Bien que timide au début, le petit carré des illuminés partisans du patois gallo a rapidement dévoilé les intentions que les nationalistes bretons ont toujours identifiées : empêcher la receltisation linguistique de l’ensemble de la Bretagne sous prétexte de promouvoir ce créole angevin, qui n’a débordé en Bretagne que sous la pression de l’État français. Face à une Bretagne qui s’éveille, la clique atteinte de gallomanie baisse le masque et se dévoile : le français oui, le breton non.

La logique inhérente à la promotion du parler gallo est la défense du latinisme, c’est-à-dire la défense du statu quo français contre Breizh. Aucun de ces quelques histrions atteints de gallomanie ne s’offusque de la francisation de la Bretagne. La francisation des noms de communes bretonnes ne trouve chez eux aucun opposant indigné. Ils ne réagissent que face à la receltisation de la Bretagne, au retour de la langue bretonne sur l’ensemble de sa terre, avant qu’elle ne recule sous les assauts de la France voisine. Leur argument, comme on le sait, repose sur le caractère « artificiel » de la présence de la langue bretonne dans telle ou telle région orientale, tout en gardant le silence sur le monopole du français standard partout. Cet argument, nous le savons, est nul et non avenu : les quatre cinquièmes de la Bretagne ont été des zones bretonnantes, et le breton, en tant que langue celtique, est la langue de la renaissance celte après des siècles de colonisation latine ; partant, sa légitimité, partout, est totale.

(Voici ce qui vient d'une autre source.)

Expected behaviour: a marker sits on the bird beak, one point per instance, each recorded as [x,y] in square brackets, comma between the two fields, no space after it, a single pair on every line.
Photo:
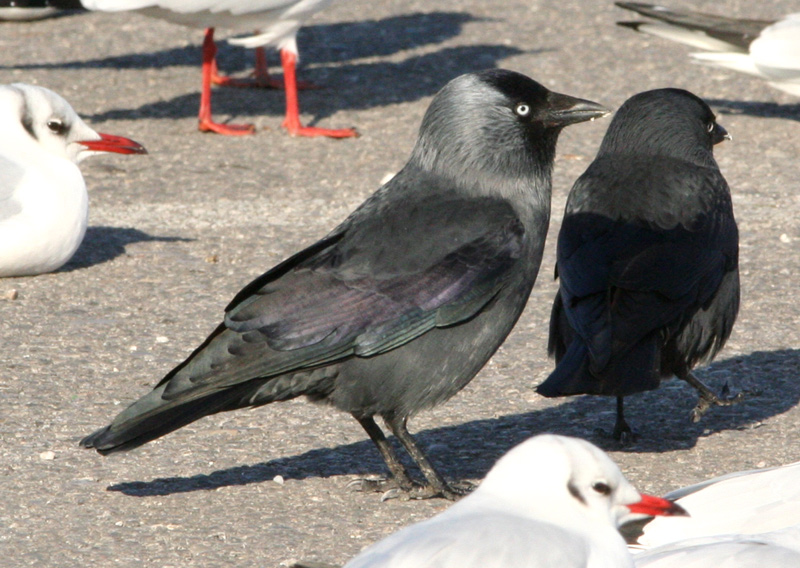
[656,506]
[564,110]
[116,144]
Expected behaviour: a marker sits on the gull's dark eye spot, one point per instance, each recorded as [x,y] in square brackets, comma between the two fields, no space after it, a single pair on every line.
[601,488]
[56,126]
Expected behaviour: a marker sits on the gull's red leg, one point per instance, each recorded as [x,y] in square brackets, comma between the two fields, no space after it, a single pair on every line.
[205,123]
[292,120]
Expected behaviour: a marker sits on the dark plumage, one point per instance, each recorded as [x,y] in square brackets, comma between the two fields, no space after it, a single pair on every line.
[400,306]
[647,256]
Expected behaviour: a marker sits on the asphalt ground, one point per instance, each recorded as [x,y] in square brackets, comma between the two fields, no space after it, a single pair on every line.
[174,235]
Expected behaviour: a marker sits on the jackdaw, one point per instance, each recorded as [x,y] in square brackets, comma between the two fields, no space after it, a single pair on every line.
[647,257]
[401,305]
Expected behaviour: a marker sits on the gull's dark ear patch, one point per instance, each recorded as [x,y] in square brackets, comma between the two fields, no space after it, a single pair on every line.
[27,123]
[575,492]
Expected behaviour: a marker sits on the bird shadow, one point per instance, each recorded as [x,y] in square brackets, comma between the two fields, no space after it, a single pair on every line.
[372,84]
[102,244]
[757,108]
[468,450]
[357,60]
[320,43]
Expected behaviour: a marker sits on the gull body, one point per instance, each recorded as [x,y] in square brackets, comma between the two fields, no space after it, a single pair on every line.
[44,205]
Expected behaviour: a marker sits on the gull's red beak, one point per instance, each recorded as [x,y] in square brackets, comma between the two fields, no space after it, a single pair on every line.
[656,506]
[116,144]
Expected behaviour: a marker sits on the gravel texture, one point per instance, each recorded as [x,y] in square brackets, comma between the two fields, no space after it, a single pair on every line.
[174,235]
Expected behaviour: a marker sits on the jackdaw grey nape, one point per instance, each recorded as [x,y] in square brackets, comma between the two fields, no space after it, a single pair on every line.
[647,257]
[401,305]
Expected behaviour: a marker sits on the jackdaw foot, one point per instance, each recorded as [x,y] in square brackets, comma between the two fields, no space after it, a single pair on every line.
[708,398]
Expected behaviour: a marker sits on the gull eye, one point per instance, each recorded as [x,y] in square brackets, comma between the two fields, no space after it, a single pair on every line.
[601,488]
[56,126]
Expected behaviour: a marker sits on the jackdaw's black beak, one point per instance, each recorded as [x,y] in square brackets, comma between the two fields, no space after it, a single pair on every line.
[564,110]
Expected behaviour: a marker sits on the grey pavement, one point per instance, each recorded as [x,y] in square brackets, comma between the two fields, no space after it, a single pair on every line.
[174,235]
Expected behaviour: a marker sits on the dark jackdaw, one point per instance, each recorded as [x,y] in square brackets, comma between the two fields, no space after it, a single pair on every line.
[647,256]
[401,305]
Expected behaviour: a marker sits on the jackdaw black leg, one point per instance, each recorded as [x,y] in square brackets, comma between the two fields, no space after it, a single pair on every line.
[707,397]
[437,486]
[622,431]
[400,478]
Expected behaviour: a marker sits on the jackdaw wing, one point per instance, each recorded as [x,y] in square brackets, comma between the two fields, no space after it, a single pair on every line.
[350,295]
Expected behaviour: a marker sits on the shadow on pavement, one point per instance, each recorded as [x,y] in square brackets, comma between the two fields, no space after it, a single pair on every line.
[340,58]
[467,451]
[321,43]
[102,244]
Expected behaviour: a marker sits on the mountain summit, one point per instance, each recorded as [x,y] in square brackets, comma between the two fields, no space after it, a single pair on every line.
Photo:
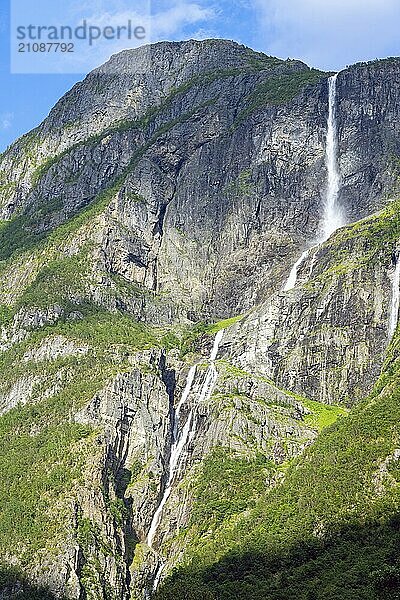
[199,274]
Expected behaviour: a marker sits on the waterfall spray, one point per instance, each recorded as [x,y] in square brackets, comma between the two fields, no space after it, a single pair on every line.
[333,217]
[181,437]
[395,305]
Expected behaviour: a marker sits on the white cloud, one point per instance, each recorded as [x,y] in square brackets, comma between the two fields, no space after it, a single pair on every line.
[6,120]
[330,33]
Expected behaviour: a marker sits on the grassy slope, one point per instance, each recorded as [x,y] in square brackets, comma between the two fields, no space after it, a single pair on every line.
[330,530]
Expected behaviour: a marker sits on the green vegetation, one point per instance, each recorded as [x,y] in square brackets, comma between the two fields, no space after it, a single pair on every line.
[279,89]
[23,232]
[328,531]
[227,484]
[322,415]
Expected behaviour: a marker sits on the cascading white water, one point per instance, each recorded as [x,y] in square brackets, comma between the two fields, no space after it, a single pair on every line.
[182,437]
[178,444]
[333,216]
[395,305]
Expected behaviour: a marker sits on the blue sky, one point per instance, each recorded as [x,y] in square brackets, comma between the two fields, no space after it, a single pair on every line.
[328,34]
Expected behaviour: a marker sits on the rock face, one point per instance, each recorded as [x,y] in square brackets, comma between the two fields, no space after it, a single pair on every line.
[178,184]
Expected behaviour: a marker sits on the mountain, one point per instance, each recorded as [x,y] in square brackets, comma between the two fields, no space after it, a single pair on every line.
[187,409]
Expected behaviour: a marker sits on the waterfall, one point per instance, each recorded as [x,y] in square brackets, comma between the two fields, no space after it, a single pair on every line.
[181,437]
[333,217]
[395,305]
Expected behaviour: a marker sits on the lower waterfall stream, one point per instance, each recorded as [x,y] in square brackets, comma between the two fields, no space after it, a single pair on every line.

C’est ici que l’imposture se dévoile : il ne s’agit pas tant du « gallo » que d’empêcher les Bretons d’affirmer leur langue partout. Ce créole a depuis longtemps été abandonné par les campagnes, le français moderne étant la langue romane par excellence. Qu’auraient pu opposer des paysans, dont l’horizon se limitait à la lisière de leur parcelle, à une langue d’État qui avait déjà généré une abondante production culturelle au XVIIe siècle ? La farce du gallo est exposée au grand jour : ce parler roman n’a aucune valeur ajoutée par rapport au français, ni dans sa production, ni dans son esthétique, ni dans le prestige qu’il pourrait exercer sur les masses. C’est là toute la différence avec la langue bretonne, qui éveille chez les Bretons quelque chose d’inexplicable pour l’observateur inattentif et qui exerce sur eux une mystérieuse attraction. Alors que le patois roman, redondant, ne peut que « latiniser davantage », le breton receltise, c’est-à-dire reconnecte les Bretons à leur mémoire ancestrale celtique et les émancipe. C’est pourquoi des écoles en langue bretonne se développent dans l’est de la Bretagne, jusqu’à Naoned, là où le parler gallo ne peut se targuer d’aucune école dans son soi-disant territoire. Cette réalité vaut toutes les condamnations.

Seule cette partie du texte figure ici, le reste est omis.